None the less, barring a few industries, formal specification has seen little use in the past 25 years. Developers and software engineers offer many excuses and complaints as to why formal specification isn't suitable, isn't required, or is too hard. Many of these complaints are founded in a poor understanding of how formal specification works and how it can be used. Let's consider some of the common complaints:

But Formal Specification is Too Much Work...

Formal specification can be as much work as you choose to make it. You can do as little as adding contracts to critical functions or classes, or you can write the entire project from the top down by progressive refinement of (and verification against) a specification for which you have created formal proofs of all important properties. There is a sliding scale from a dynamically typed script with no documentation or comments, all the way up to a completely explicitly specified and proven system. You can choose the level of specificity and verification, and you can specify as much or as little of the system as you need. Formal specification covers everything from adding contracts to a couple of critical routines to complete specification of the entire project.

Formal specification isn't necessarily significantly more work than you do now. Writing contracts is only a little more work than static typing: you are simply declaring formally what you intend the function to do, something you ought to have a clear idea of before you write the function anyway. Writing a basic specification is only a little more work that writing a design document: you are simply formalising the diagrams and comments into explicit statements. For a little extra work in the initial stages you gain considerably in debugging and testing. Extended static checking based on contracts can catch many simple errors that would otherwise go unnoticed, and debugging is significantly accelerated by the added information contracts supply about runtime errors. If you've gone to the trouble of writing a formal specification, you can statically verify properties of the system before it is even implemented. Once implemented you can validate the implementation against the specification. When performing testing you can use the specification to help determine the best coverage with the least testing.

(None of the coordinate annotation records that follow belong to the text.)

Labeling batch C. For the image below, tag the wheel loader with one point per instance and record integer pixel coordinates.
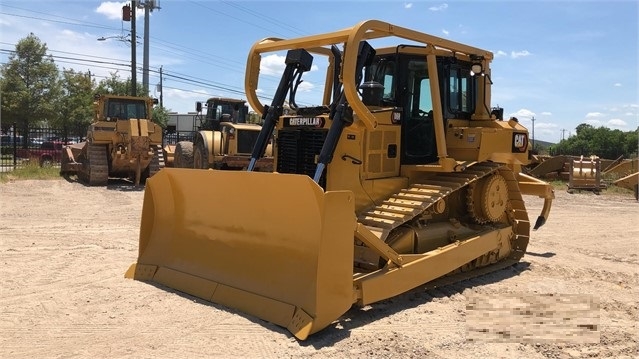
(404, 175)
(122, 141)
(222, 140)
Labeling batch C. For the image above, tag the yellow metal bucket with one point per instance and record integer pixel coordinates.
(275, 246)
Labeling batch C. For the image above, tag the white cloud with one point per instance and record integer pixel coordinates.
(518, 54)
(523, 114)
(441, 7)
(616, 123)
(592, 115)
(272, 65)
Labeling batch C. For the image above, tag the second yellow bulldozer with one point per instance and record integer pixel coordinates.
(401, 176)
(122, 141)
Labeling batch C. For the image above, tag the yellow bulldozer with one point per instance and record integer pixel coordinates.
(403, 175)
(122, 141)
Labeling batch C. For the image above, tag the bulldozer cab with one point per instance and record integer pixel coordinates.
(411, 90)
(220, 110)
(124, 109)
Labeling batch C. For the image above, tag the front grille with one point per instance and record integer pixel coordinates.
(298, 150)
(245, 141)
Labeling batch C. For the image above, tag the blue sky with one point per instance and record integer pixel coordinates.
(562, 62)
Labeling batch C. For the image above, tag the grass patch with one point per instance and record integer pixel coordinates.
(30, 172)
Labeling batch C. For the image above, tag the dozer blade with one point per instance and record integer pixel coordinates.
(275, 246)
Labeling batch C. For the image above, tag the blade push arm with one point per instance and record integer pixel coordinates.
(297, 62)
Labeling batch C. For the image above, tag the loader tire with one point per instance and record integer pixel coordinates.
(200, 156)
(183, 155)
(156, 164)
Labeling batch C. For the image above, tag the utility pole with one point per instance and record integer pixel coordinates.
(149, 6)
(134, 79)
(533, 120)
(161, 90)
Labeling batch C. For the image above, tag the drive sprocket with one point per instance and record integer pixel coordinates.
(487, 199)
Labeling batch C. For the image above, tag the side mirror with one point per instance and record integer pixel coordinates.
(476, 69)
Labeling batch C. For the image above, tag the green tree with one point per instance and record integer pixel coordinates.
(30, 86)
(601, 141)
(76, 106)
(161, 115)
(115, 86)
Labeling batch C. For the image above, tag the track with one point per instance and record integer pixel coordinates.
(410, 204)
(95, 169)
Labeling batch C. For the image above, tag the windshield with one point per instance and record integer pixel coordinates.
(125, 109)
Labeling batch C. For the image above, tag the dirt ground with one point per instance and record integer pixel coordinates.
(64, 248)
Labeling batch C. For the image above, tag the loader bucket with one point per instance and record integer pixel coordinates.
(272, 245)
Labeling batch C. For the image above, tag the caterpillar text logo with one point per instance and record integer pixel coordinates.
(520, 142)
(305, 121)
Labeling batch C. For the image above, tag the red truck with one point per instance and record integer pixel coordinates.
(49, 152)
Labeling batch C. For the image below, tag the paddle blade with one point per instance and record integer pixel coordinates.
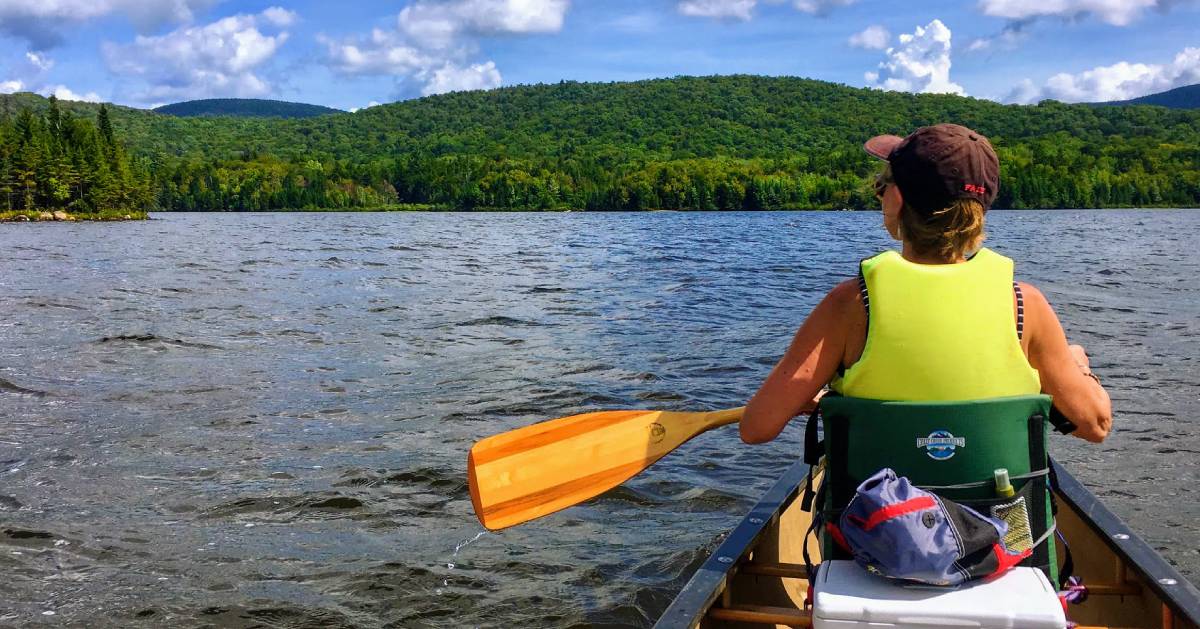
(531, 472)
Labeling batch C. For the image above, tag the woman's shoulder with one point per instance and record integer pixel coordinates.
(846, 293)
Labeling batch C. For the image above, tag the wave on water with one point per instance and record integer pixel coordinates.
(153, 340)
(498, 321)
(7, 387)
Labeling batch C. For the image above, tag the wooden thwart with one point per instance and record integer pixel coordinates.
(763, 615)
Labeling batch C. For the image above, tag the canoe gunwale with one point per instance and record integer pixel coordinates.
(693, 603)
(1182, 598)
(697, 595)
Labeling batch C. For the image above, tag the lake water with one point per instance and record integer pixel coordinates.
(262, 419)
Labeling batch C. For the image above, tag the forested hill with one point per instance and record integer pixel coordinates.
(735, 142)
(245, 107)
(1186, 97)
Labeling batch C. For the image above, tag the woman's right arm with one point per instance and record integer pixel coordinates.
(1065, 370)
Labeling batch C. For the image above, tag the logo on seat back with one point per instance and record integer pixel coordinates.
(940, 444)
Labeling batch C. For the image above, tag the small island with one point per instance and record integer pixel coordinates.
(55, 166)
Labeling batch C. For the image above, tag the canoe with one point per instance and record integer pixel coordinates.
(756, 576)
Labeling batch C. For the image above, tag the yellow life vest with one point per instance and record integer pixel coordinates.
(940, 333)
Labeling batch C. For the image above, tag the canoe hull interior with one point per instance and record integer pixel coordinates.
(763, 583)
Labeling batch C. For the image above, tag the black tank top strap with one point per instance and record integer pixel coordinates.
(1020, 310)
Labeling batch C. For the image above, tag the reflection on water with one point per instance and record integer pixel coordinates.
(263, 419)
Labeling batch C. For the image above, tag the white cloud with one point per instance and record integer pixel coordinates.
(1116, 12)
(454, 78)
(40, 61)
(280, 17)
(1117, 82)
(217, 59)
(41, 22)
(871, 37)
(433, 42)
(741, 10)
(919, 64)
(64, 94)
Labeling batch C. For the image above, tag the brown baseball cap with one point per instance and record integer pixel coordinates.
(936, 165)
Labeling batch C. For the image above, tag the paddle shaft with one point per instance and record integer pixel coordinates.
(538, 469)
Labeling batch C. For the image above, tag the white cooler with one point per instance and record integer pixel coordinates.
(846, 595)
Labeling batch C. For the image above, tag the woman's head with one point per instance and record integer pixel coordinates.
(949, 233)
(936, 187)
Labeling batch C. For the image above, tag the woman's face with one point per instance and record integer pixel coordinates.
(891, 199)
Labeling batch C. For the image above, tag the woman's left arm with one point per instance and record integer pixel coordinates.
(808, 365)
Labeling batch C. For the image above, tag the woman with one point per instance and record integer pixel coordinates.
(941, 319)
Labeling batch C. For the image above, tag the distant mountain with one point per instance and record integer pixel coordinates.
(737, 142)
(245, 108)
(1186, 97)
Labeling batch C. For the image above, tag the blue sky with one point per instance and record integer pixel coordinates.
(352, 54)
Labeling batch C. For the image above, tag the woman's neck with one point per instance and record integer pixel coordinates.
(918, 258)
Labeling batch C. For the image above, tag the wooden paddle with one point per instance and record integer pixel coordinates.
(531, 472)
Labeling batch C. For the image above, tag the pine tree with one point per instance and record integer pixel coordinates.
(105, 125)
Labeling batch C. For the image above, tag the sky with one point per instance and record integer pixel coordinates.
(353, 54)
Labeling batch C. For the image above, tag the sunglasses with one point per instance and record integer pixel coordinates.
(881, 184)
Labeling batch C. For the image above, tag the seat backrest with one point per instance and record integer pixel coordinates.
(942, 443)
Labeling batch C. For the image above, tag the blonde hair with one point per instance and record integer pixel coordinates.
(949, 233)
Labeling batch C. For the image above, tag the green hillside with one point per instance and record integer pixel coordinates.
(723, 143)
(245, 108)
(1186, 97)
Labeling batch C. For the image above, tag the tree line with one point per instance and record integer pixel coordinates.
(688, 143)
(60, 161)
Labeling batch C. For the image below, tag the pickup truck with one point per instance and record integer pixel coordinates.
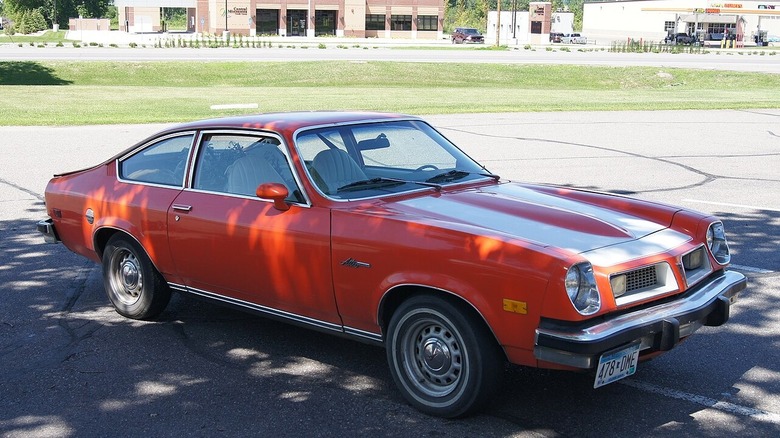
(573, 38)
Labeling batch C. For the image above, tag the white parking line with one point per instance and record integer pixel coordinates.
(726, 204)
(755, 414)
(751, 269)
(235, 106)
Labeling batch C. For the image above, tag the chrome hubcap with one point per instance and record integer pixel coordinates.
(126, 277)
(130, 275)
(436, 356)
(432, 357)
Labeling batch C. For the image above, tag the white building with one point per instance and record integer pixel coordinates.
(528, 27)
(653, 20)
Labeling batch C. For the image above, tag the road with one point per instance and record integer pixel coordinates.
(735, 59)
(71, 366)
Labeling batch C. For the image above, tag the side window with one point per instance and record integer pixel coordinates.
(163, 162)
(237, 164)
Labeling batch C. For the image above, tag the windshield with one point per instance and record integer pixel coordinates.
(375, 159)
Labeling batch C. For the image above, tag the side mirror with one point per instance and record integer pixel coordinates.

Formal specification does work in practice, and the gains in efficiency in testing and debugging can often outweigh the potential extra overhead during design. Design by Contract, for instance, is often cited as saving time in the development process, and there are many real world success stories where systems were developed faster by using contracts. A 20 person team completed in 5 months what took a team of 100 people using standard C++ almost a year. For projects where robustness is critical, full formal specification has been used successfully. Companies like Praxis High Integrity Systems use formal methods successfully in the rail, aerospace, nuclear, finance and telecommunications industries (among others), and have sold their formal method tool-set to a variety of large companies. Reading through some of their recent work and case studies makes it clear that formal specification and verification can prove to be more efficient and faster to use.

But Formal Specification is Not Practical...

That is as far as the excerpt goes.